Mobile Specific Issues
Compression and Resizing of images is again highlighted in the page speed issues, which has already been discussed in the issues listed above.
Other necessary optimizations possible for Panda app include:
- Leverage browser caching of static resources with appropriate response headers.
Another important aspect is the offline experience, which is currently missing in the Panda app, not just in the web app but from the browser extension as well.
A browser extension already works when offline, the only missing piece to fix in this case is Caching of the content for the News feed using LocalStorage or IndexedDB on the client side. Static resources such as images can be cached either by applying suitable headers via Proxy CDN or by using the combination of Service workers and App Cache for the same.

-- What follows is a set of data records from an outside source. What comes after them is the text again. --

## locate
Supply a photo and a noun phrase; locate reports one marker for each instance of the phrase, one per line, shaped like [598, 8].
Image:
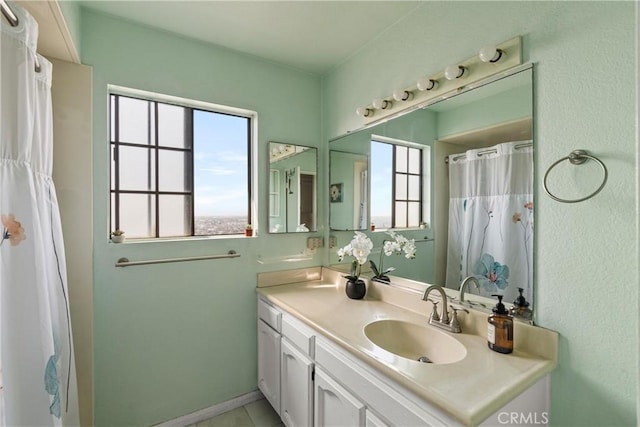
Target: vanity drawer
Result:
[299, 334]
[376, 392]
[269, 314]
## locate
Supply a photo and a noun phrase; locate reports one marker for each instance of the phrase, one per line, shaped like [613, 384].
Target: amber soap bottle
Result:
[500, 329]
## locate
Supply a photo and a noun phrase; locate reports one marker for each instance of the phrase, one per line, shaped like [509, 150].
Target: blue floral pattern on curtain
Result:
[491, 220]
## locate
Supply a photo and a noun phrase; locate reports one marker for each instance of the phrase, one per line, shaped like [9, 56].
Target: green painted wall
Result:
[513, 104]
[171, 339]
[586, 251]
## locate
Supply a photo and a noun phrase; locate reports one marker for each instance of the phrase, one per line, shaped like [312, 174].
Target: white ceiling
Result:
[314, 36]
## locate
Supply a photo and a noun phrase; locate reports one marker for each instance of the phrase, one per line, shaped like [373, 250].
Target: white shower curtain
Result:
[38, 381]
[491, 219]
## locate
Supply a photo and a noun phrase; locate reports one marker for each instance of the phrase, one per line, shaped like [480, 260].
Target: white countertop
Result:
[470, 390]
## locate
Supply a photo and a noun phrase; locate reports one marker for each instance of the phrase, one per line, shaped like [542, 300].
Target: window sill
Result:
[182, 239]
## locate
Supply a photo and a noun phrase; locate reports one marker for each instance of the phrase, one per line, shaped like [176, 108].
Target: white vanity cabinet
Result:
[269, 343]
[334, 405]
[373, 421]
[311, 380]
[296, 386]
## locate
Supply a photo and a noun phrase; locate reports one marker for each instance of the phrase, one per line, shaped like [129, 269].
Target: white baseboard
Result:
[212, 411]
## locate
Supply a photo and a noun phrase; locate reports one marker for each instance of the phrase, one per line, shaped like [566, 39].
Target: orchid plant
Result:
[359, 248]
[397, 245]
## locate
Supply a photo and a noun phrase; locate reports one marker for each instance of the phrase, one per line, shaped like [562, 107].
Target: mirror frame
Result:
[480, 302]
[305, 148]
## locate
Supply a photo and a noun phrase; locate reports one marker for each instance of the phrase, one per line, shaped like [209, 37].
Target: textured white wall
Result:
[586, 271]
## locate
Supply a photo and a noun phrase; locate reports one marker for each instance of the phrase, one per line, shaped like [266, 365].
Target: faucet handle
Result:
[434, 314]
[455, 324]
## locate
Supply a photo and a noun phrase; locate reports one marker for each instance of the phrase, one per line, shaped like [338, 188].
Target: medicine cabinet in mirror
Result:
[477, 126]
[292, 188]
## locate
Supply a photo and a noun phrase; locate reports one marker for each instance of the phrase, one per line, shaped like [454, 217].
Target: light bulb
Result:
[402, 95]
[381, 104]
[426, 83]
[490, 54]
[453, 72]
[364, 112]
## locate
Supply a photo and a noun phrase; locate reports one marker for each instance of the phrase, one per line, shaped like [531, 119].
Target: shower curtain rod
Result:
[489, 151]
[13, 20]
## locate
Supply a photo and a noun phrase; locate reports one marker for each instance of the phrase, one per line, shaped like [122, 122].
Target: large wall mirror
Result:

For the web app, service workers can be deployed to provide offline experience i.e. cache all static resources and data to build the newsfeed.
Profiling Rendering Performance
Let’s enable paint flashing and see as to what elements are getting repainted with different interactions on the webpage.
Following is the screenshot displaying the elements that get repainted, when the left most column is scrolled.
You can see the entire left most column getting repainted, which may cause a jank while interacting with the elements of the left most column, as a major portion of the page is getting repainted while a user scrolls.
Similar repaints are observed while scrolling the right most column, and it may also be a potential cause of jank.
Below we have displayed the timeline recording while we interacted with one of the columns continously getting repainted.
You may see several frames exceeding 16ms time window.
As in previous case studies, this can be simply fixed using the
transform: translateZ(0) or
will-change: transform hack, which will promote the element to its own layer making it hardware accelerated while removing the probability of its contribution in causing jank.
Animated GIFs get repainted, every time the frame changes. In the following screenshot, the green bordered elements are the continously repainted elements.
As mentioned before in previous case studies, a solution to this issue, already in use by many other popular websites which render GIFs such as 9gag.com, in this case animated gifs are disabled by replacing their source with another non-animating image when they are not visible i.e. not present in the view port of the screen.
This practice reduces the repaint operations happening when the animated image is out of the viewport.
That is it for Panda app from our side. Till next perf study!